Il cambiamento climatico e la conseguente perdita o modifica di habitat, rende sempre più necessario il trasferimento di specie minacciate in aree simili al loro habitat dove si spera possano sopravvivere, nonostante il tasso di successo spesso basso. Un nuovo studio supporta questa una nuova strategia di conservazione mostrando che le tartarughe con molte variazioni genetiche hanno più probabilità di sopravvivere dopo il loro trasferimento.
La ricerca supporta questo strumento di conservazione veloce ed economico e ribalta le conoscenza convenzionali che suggeriscono che le tartarughe provenienti da aree vicine abbiano più probabilità di sopravvivere.
Questo studio, un imponente esperimento involontario di conservazione degli animali, che mostra un risultato inaspettato, è stato condotto nell’arida Ivanpah Valley del Nevada, appena a sud-est di Las Vegas.
Dal 1997 al 2014, l’US Fish and Wildlife Service ha spostato più di 9.100 tartarughe del deserto del Mojave nel sito di traslocazione su larga scala di 100 chilometri quadrati. I nuovi arrivati, molti dei quali erano animali domestici abbandonati o erano nati in cattività, si sono uniti quindi alle quasi 1.500 tartarughe del deserto che già vivevano in queste aree.
Questo nuovo studio dell’UCLA, non ha trovato alcuna connessione tra il luogo di origine delle tartarughe e le loro possibilità di sopravvivenza. Contrariamente alla diffusa convinzione che le più alte possibilità di sopravvivenza siano da imputarsi alla vicinanza del luogo da cui provengono le tartarughe, rispetto alla destinazione finale.
Secondo questa ricerca infatti la maggiore probabilità di sopravvivere delle tartarughe dopo il loro trasferimento, dipenderebbe dall’abbondanza di variazioni genetiche degli esemplari, come ha affermato l’ecologo della conservazione dell’UCLA Brad Shaffer, autore senior dello studio.
Come la maggior parte degli organismi, le tartarughe hanno due copie del loro intero genoma, di cui ogni copia proviene da ogni genitore. Più queste copie differiscono l’una dall’altra, maggiore è l’eterozigosità dell’organismo.
I ricercatori hanno confrontato le tartarughe traslocate che sono vissute o morte nello stesso periodo di tempo dopo essere state trasferite nel sito. Dall’analisi dei dati hanno scoperto che gli esemplari sopravvissuti avevano in media il 23% di eterozigosi maggiore rispetto a quelli che invece sono morti. In poche parole, le tartarughe con più variazioni genetiche avevano tassi di sopravvivenza più elevati.
Secondo Shaffer, professore di ecologia e biologia evolutiva e direttore del La Kretz Center for California Conservation Science dell’UCLA, “il trasferimento di piante e animali in via di estinzione è sempre più necessario per contrastare gli effetti del cambiamento climatico, e questo studio ci fornisce un nuovo strumento per aumentare i tassi di sopravvivenza”.

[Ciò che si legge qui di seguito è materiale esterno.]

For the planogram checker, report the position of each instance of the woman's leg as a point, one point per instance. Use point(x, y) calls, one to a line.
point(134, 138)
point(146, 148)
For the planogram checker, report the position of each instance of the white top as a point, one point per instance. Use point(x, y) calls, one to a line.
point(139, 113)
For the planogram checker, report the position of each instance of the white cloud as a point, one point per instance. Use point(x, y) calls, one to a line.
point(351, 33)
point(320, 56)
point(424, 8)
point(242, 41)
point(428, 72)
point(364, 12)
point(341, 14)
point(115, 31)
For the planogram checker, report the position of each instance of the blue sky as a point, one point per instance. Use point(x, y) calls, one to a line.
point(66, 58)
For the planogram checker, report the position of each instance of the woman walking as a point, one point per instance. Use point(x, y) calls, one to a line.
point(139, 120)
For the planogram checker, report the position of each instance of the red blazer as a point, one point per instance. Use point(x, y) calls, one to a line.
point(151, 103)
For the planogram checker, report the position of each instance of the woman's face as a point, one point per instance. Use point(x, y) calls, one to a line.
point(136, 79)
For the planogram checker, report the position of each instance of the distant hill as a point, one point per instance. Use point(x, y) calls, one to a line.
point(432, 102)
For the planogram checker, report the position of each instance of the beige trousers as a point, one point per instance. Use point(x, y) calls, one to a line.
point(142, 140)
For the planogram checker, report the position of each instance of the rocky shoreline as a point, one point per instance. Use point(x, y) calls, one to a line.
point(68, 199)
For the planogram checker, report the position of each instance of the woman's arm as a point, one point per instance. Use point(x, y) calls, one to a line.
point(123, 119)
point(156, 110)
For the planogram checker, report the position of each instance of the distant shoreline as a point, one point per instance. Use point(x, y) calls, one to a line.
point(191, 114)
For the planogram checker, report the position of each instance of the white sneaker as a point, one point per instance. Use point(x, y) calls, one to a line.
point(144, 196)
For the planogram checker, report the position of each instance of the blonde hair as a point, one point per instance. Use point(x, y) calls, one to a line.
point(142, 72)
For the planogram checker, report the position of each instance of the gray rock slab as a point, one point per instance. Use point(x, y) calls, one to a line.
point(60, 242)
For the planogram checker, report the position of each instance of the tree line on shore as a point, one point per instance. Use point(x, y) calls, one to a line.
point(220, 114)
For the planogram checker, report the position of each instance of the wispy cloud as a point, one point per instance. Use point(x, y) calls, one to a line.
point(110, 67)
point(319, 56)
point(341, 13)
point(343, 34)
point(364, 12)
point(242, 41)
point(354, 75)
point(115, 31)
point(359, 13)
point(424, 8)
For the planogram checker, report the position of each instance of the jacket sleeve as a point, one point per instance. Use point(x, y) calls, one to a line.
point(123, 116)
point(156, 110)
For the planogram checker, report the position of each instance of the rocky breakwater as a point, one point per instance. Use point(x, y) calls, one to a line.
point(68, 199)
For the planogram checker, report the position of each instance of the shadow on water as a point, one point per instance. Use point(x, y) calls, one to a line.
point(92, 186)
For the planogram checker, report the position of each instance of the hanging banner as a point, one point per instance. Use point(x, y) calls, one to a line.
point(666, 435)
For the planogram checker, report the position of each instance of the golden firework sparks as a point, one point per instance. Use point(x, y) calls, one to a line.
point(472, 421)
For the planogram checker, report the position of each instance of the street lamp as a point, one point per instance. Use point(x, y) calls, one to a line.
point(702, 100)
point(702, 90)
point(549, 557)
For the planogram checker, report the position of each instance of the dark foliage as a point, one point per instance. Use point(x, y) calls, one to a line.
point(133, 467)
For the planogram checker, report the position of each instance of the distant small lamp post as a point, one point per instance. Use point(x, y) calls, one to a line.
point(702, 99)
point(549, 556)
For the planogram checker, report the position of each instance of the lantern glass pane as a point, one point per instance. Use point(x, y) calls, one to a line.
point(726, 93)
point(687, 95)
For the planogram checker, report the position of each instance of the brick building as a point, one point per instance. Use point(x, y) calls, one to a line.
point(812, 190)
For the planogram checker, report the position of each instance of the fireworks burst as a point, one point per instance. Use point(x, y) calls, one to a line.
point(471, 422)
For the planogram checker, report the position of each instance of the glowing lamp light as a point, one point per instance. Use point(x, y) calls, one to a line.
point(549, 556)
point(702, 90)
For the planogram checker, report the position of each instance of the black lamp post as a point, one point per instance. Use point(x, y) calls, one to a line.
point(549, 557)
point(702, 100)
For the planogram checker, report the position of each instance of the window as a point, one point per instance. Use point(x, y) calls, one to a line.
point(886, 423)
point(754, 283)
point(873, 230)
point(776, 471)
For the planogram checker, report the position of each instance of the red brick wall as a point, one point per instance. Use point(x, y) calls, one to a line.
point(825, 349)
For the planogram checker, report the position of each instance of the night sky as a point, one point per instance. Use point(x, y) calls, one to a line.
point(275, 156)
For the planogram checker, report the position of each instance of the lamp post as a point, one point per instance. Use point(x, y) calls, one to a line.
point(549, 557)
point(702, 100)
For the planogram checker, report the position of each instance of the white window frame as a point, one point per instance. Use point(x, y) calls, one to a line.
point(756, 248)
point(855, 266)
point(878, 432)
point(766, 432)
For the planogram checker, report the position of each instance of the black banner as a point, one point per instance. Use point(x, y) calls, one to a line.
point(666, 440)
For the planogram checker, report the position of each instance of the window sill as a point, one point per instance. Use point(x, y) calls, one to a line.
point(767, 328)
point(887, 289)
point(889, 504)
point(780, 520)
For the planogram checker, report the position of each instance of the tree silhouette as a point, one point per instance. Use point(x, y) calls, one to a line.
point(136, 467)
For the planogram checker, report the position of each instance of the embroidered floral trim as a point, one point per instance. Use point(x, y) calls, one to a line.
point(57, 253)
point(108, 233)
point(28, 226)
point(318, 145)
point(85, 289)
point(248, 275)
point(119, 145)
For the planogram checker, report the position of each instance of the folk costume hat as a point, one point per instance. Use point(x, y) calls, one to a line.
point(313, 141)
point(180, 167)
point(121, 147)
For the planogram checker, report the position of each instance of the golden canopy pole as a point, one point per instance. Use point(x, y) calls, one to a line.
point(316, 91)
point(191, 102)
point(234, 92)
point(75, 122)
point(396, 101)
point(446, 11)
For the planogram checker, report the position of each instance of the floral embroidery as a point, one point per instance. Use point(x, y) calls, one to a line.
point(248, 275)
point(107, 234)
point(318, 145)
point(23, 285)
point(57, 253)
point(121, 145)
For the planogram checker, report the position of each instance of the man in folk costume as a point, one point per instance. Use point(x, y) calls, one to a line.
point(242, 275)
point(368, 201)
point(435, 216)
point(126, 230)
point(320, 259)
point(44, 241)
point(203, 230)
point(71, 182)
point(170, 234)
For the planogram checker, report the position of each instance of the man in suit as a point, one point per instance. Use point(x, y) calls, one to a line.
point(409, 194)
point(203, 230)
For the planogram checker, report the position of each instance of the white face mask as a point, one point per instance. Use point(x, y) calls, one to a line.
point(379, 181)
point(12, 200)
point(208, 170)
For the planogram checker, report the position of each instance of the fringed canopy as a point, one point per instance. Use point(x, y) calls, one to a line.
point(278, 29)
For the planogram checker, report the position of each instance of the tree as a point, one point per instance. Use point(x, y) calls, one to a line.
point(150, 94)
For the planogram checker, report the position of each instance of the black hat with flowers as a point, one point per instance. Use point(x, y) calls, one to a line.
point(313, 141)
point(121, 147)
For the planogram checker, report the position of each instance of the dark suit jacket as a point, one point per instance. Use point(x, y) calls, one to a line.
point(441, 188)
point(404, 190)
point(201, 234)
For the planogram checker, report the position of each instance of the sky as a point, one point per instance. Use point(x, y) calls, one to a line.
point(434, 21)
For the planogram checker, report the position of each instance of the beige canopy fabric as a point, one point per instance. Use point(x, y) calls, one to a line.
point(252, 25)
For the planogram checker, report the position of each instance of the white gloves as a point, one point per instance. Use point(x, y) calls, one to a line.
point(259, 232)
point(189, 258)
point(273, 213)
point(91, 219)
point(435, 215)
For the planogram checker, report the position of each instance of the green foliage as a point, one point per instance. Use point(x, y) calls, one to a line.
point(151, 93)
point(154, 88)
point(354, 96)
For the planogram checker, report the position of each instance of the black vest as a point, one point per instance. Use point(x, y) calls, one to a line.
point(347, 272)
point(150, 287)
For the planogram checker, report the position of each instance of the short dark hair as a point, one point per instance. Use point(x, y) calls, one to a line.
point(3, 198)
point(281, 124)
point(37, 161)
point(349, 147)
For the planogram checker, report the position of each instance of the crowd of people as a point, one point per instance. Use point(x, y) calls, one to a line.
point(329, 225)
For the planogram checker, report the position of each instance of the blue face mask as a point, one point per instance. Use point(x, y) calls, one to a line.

Sebbene la relazione tra eterozigosi e sopravvivenza sia stata ben supportata dallo studio, non è chiaro il motivo per cui una maggiore variazione genetica sia legata ai tassi di sopravvivenza, come ha affermato l’ex studente post-dottorato dell’UCLA Peter Scott, principale autore dello studio e assistente professore presso la West Texas A&M University.
Scott ritiene che “potenzialmente, gli individui con una maggiore eterozigosi hanno una maggiore flessibilità genomica. È probabile che le tartarughe con più variazioni abbiano maggiori possibilità di avere una copia di un gene che funziona davvero bene in ambienti stressanti o nuovi rispetto a quegli individui con due copie identiche che funzionano in modo ottimale solo nel loro ambiente di origine”.
Ma per avere una risposta certa e comprendere a pieno perché le tartarughe con più variazioni genetiche hanno una maggiore probabilità di sopravvivenza, e precisamente quanto un aumento della variazione genetica migliora le probabilità di sopravvivenza di una tartaruga, sono necessari ulteriori studi che possano chiarire i dettagli ed i meccanismi di quanto osservato in questa ricerca.